Electrical Safety Tips for the Holidays
For Immediate Release
The holiday season brings families and loved ones together for celebration. Whether hosting an event or traveling to someone’s home, the holidays take a lot of preparation. During the hustle and bustle, remember to make safety a priority to help ensure that nothing spoils the fun, and make your holiday a happy one.
“As you make final preparations for holiday and family celebrations, take simple safety steps to help ensure a safe and bright holiday season,” advises Erin Hollinshead, executive director of the Energy Education Council and its Safe Electricity program.
Remember to always turn off decorative holiday lights before going to bed or leaving home. A timer can help make sure this happens.
Also, take care to not overload extension cords or outlets. Electric overloads can cause shocks and start fires.
Ensure that fresh-cut trees as well as artificial ones are placed away from heat sources such as registers, fireplaces, radiators, and televisions; and water a fresh-cut tree frequently.
During the holiday season your home may see increased traffic, including children and pets. Make sure all electric cords are out of high-traffic pathways and areas. Do not run cords through doorways or hide them under rugs or carpets. Do not let children or pets play with light strands or electrical decorations.
The kitchen can be one of the busiest rooms in the house with cooking and baking of holiday treats. Here are some tips to remember when working in the kitchen:
- Stay focused and attentive to baking, brewing, and simmering foods.
- Keep cooking areas clean and clear of grease.
- Do not leave combustible items, such as towels or pot holders, near the stove top.
- Never plug more than one high-wattage appliance into a single outlet.
- Make sure outlets near sinks are equipped with GFCIs.
- Always have a working fire extinguisher on hand, and know how to operate it.
If you are traveling for the holidays, please drive safely.
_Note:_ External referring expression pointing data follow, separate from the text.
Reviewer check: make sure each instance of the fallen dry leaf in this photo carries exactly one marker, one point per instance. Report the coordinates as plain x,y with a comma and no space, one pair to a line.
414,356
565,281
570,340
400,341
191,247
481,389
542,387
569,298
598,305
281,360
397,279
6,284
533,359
If you get into an accident with a utility pole, the safest place is almost always in the vehicle. A downed line does not need to be sparking to be energized. Always assume all low and downed lines are energized and dangerous. Call 911 to have the utility notified immediately.
Only exit the vehicle if it is on fire. To do so safely, jump clear of it with your feet together and without touching the vehicle and ground at the same time. Keep your feet together, and shuffle or “bunny hop” to safety.